1. Positive Correlation:
• There is a clear positive correlation between the overall quality of houses and their sale prices. As the quality rating increases from “Very Poor” to “Very Excellent,” the median sale price also increases.

2. Median Sale Prices:
• Houses with lower quality ratings (e.g., “Very Poor,” “Poor”) have lower median sale prices.
• Houses with higher quality ratings (e.g., “Very Good,” “Excellent,” “Very Excellent”) have significantly higher median sale prices.

3. Variation in Sale Prices:
• The interquartile range (IQR), which is represented by the height of each box, indicates the variability in sale prices within each quality category. Higher quality ratings tend to have a wider range of sale prices, suggesting more variability.

Slide 4

After checking the correlation we know that square feet is the biggest driver to the house price. The following table splits the SF data into three different categories: Small<1500sqft ,2500sqft>Medium>1500sqft, and Large>2500sqft


Notes



1. Market Segmentation: The housing market is segmented based on the size of the house, with distinct price ranges for different square footage categories.

2. Demand for Space: The significant price difference between the categories indicates a strong demand for larger living spaces.

3.Luxury Segment: The presence of high-priced outliers in the large category suggests a luxury segment within the market that caters to buyers looking for premium features and larger homes.



Further Investigation:


Further analysis could explore the specific features that contribute to the higher prices of large houses (e.g., number of bedrooms, location, year built).

Slide 5

Exploring the Relationship Between Living Area, Neighborhood, and Sale Price


Notes



1.Neighborhood Influence:
- Different neighborhoods have different reaction in how SF impacts the sale price.
- Higher sale prices are observed in certain neighborhoods, indicating location as a significant factor.

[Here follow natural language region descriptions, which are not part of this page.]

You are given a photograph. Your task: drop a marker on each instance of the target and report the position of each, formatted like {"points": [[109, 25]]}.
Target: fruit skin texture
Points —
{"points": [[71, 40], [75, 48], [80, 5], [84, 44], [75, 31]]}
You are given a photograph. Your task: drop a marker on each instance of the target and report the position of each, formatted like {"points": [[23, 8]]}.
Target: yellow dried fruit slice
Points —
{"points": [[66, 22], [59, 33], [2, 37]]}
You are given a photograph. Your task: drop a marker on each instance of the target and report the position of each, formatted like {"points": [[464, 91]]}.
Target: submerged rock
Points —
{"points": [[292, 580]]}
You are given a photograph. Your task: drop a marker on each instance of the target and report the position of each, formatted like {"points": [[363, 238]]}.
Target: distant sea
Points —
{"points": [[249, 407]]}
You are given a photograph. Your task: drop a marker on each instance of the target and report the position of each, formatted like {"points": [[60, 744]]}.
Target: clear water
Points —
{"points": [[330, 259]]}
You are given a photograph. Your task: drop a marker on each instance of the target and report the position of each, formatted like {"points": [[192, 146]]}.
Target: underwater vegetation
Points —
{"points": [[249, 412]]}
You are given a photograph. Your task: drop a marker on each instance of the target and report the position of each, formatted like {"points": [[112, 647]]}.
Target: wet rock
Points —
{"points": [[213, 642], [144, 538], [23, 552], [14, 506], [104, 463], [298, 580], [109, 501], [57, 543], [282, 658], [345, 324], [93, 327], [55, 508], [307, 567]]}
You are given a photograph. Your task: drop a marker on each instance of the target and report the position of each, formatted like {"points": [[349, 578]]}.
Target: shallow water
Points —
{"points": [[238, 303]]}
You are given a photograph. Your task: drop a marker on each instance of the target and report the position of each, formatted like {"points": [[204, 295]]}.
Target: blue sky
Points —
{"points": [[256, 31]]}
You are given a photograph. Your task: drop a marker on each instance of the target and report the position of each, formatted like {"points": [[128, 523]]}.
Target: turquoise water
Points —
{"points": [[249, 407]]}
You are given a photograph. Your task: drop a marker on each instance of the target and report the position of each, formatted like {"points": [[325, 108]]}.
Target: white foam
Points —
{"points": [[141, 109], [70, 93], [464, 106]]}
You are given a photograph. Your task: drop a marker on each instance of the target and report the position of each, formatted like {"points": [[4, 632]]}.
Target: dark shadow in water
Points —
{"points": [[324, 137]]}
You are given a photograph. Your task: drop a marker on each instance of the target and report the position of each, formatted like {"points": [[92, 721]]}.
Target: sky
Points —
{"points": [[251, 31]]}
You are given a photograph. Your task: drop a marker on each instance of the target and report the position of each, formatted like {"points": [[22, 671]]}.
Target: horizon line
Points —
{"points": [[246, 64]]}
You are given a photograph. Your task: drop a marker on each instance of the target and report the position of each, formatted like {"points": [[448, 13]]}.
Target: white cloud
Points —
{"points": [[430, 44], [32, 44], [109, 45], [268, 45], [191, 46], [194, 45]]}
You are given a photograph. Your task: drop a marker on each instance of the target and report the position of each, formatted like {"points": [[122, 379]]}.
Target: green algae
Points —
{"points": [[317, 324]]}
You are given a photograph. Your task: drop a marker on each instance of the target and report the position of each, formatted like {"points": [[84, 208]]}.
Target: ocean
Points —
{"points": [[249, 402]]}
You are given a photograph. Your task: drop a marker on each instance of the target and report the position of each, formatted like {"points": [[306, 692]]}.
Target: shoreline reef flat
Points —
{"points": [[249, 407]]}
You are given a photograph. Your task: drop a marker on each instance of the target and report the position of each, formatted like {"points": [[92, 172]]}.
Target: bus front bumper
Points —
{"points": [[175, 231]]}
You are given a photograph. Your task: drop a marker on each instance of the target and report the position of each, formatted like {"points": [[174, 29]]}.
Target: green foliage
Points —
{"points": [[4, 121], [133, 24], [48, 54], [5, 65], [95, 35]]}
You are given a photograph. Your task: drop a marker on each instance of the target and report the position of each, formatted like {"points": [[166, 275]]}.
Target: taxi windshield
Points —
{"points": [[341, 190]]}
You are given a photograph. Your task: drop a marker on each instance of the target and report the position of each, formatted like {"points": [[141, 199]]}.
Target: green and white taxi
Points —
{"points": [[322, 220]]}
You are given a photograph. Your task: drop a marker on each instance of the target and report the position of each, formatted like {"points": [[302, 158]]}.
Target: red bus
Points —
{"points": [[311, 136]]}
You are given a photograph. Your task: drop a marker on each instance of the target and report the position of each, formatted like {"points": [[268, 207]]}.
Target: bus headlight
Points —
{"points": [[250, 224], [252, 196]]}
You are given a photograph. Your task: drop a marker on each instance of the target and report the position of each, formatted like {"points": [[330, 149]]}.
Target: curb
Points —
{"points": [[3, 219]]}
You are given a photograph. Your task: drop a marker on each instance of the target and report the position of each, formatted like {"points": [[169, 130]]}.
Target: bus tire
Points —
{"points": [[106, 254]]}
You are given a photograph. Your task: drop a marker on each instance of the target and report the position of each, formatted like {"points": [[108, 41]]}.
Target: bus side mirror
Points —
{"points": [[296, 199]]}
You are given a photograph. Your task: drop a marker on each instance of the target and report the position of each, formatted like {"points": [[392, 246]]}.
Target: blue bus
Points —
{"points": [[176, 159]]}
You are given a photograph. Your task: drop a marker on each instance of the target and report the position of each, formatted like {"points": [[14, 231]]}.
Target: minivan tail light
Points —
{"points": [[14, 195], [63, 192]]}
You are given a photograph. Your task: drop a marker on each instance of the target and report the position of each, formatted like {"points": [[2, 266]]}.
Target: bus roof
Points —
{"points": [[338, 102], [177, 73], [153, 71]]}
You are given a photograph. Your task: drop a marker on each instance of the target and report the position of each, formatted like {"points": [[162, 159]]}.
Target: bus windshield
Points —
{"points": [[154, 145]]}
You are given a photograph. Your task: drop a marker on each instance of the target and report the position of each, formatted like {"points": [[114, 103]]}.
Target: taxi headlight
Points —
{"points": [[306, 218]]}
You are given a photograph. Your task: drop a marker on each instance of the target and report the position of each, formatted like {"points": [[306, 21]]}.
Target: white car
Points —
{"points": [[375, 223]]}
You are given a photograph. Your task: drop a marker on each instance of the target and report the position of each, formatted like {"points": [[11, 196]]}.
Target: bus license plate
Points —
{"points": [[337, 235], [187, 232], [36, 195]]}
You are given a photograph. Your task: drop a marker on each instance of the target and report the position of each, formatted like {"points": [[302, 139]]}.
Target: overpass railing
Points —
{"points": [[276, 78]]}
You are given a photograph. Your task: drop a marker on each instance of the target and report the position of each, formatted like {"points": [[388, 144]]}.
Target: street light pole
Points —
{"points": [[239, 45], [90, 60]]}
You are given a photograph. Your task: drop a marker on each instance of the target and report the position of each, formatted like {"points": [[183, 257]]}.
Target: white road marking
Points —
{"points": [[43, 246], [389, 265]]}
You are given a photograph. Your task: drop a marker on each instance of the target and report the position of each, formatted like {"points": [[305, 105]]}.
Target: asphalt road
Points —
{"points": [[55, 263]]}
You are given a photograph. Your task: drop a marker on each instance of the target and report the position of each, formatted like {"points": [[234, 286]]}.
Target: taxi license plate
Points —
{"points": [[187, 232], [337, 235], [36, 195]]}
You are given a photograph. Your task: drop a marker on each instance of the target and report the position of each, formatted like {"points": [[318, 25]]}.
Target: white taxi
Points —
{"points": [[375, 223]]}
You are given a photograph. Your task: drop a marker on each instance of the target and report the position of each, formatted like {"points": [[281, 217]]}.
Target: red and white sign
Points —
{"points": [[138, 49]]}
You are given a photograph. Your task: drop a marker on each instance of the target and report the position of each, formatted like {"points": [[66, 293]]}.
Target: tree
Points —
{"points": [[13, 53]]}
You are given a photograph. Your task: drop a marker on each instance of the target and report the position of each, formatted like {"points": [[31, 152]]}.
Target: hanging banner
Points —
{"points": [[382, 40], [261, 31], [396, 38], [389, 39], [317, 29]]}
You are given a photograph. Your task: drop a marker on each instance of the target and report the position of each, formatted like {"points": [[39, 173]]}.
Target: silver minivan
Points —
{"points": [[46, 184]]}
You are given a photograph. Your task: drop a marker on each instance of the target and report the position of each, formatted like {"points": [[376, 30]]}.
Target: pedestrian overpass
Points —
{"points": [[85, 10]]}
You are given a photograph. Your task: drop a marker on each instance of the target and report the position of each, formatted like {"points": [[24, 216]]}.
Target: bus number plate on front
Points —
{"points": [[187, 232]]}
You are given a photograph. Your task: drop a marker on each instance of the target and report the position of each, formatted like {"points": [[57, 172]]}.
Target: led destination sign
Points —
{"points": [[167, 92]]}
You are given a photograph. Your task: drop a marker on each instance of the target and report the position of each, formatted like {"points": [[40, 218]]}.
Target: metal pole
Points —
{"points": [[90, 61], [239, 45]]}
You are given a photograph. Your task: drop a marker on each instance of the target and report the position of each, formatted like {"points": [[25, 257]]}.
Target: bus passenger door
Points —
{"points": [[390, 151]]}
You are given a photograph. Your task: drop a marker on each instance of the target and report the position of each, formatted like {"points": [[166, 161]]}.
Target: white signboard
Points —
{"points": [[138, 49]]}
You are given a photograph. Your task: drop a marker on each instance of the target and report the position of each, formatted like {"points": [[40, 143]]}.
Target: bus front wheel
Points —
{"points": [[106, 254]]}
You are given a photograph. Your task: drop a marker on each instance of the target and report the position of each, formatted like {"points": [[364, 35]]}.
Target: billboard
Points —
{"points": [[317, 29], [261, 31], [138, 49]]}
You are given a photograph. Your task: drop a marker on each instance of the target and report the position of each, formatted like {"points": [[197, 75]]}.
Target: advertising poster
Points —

2.Positive Correlation Across Neighborhoods:
- There is a general positive correlation between living area and sale price across all neighborhoods.Larger houses tend to sell for higher prices in most neighborhoods.

3.Inconsistency in Price Trends:
Some neighborhoods show a steeper increase in sale price with an increase in living area, highlighting the premium placed on larger homes in those areas.
- The inconsistency suggests that additional factors beyond living area and neighborhood influence house prices.

Slide 6

Clustering Analysis of Ames Housing Data by Living Area and Sale Price


Notes


1. Cluster Characteristics:

- Cluster 1 (Red): Represents homes with moderate living areas and sale prices. These houses might be in average neighborhoods, offering a balance between size and affordability.
- Cluster 2 (Green): Likely consists of smaller homes with lower overall quality and fewer total rooms, leading to lower sale prices. These houses might be in less desirable neighborhoods or older areas.
- Cluster 3 (Blue): Comprises larger homes with higher sale prices, indicating premium features such as newer construction, higher quality, and more desirable neighborhoods.


2. Influence of Neighborhood and Features:


The clustering model considers multiple variables such as SF, Overall_Qual, Year_Built, TotRms_AbvGrd, and Neighborhood. Higher quality and newer homes in desirable neighborhoods tend to cluster together, while older, smaller, and lower-quality homes form separate clusters.

3. Market Segmentation:


The identified clusters reflect different segments of the housing market.
- Cluster 1 represents entry-level housing
- Cluster 2 represents mid-range homes
- Cluster 3 represents high-end properties.
This segmentation helps in understanding the distribution and pricing strategies within the housing market in Ames, Iowa.